Nancy Crampton Brophy, 68, wrote the essay “How to Murder Your Husband” in 2011, years before being arrested for killing her own husband in a kitchen in Portland. Brophy allegedly took herself up on what she wrote and offed her husband, but unlike the advice in her essay, it seems she isn’t getting away with the crime.

As reported by People, in the essay, Brophy wrote that because she is a romantic suspense writer, she spends a lot of time pondering the act of murder and the consequent police procedure that follows the crime. She wrote that if that murder was supposed to set her free, she certainly didn’t plan on spending any time in jail.

Romantic suspense author arrested

Brophy was arrested and taken to the Multnomah County Detention Centre last week on the charge of allegedly fatally shooting Daniel Brophy, the man she had been married to for 27 years. Daniel taught at the Oregon Culinary Institute and was found dead in the kitchen at the Institute on 2 June. The early morning shooting baffled detectives and no suspects were found.

However, while police and the prosecution are keeping silent on Brophy’s possible motive after she appeared in court facing murder charges.

Essay might provide clues to the murder

As noted by the Washington Post, Brophy’s 700-word essay was published on her blog, See Jane Publish on 4 November 2011. There were several motives for murder mentioned in her words, including an abusive relationship, greed, and infidelity.

Which of those motives actually led to the crime is still unknown. Under financial motives, she wrote how expensive divorce is, asking if people really wanted to split their possessions.

When trying to access the blog See Jane Publish, it has now been marked as private, possibly due to all the attention the author is getting.

Among her self-published books is one with the ominous title “The Wrong Husband,” which also gives hints as to how to carry out a murder, using knives, guns, poison or hitmen.

She did, admittedly, write that she finds it “easier to wish people dead” than actually carry out the crime. She said she doesn’t want to have to worry about brains and blood splattered all over her walls. She also said she wasn’t any good at remembering lines, which is problematic when being questioned by police.

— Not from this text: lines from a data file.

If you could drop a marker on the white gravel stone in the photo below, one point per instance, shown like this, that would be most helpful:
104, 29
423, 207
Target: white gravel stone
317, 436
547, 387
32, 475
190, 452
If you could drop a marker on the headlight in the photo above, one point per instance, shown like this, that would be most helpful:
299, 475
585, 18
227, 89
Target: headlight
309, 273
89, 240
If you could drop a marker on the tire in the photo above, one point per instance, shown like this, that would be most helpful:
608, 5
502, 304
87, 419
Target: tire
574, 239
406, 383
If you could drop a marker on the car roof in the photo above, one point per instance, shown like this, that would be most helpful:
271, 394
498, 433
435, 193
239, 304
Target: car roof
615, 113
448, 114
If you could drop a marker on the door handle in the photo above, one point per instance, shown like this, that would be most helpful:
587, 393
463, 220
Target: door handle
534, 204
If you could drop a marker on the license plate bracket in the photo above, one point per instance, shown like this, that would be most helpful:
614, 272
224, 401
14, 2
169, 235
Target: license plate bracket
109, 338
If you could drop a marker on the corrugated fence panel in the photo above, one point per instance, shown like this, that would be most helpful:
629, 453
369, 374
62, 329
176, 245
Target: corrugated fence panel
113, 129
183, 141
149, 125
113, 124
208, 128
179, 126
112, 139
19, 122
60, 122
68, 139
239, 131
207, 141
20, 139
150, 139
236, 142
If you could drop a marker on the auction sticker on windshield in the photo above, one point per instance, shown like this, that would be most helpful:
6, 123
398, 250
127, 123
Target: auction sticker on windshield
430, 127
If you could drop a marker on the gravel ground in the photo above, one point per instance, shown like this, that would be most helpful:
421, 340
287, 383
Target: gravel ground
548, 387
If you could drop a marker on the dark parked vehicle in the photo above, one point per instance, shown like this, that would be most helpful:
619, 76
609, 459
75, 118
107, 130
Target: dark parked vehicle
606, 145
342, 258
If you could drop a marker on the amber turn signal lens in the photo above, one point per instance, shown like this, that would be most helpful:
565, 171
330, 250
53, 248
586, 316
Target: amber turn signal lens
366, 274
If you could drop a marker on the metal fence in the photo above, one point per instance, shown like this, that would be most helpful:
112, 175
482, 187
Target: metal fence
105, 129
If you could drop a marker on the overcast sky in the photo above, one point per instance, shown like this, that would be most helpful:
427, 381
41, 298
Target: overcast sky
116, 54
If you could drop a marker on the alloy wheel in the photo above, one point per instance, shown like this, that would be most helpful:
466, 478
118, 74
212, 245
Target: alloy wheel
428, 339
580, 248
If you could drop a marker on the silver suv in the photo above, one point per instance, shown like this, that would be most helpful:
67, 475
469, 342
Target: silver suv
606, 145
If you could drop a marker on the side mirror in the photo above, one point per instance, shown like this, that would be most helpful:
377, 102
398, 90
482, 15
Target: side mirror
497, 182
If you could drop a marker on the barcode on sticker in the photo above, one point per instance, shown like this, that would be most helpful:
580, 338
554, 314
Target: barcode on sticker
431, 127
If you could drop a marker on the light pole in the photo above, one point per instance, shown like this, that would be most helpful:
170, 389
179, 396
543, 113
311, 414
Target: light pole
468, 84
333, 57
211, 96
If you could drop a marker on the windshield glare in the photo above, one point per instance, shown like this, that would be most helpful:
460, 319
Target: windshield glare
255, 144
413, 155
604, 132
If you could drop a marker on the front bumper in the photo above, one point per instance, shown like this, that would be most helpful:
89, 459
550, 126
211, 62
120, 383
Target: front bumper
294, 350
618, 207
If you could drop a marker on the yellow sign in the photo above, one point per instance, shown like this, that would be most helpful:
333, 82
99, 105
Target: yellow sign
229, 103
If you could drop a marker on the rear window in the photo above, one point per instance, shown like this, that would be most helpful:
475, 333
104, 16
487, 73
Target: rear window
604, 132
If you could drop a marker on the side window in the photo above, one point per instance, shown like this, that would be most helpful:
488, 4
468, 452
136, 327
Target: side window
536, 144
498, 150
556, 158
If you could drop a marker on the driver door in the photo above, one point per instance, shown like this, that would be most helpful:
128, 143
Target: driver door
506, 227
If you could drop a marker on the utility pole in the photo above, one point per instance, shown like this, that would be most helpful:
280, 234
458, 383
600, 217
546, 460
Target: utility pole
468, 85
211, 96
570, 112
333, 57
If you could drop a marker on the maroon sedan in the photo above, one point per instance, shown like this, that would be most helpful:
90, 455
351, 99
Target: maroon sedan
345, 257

Brophy wrote that the one thing she does know about murder is that we all have it in ourselves “when pushed far enough.”

Her 2015 novel “The Wrong Husband” tells the story of a woman in an abusive relationship who manages to escape her powerful spouse when their ship gets wrecked in the Mediterranean.

The romantic story tells of how the woman fell in love with a man sent to rescue her. While that book, and several others she wrote, had a happy ending, the 2911 essay could have caught the attention of police.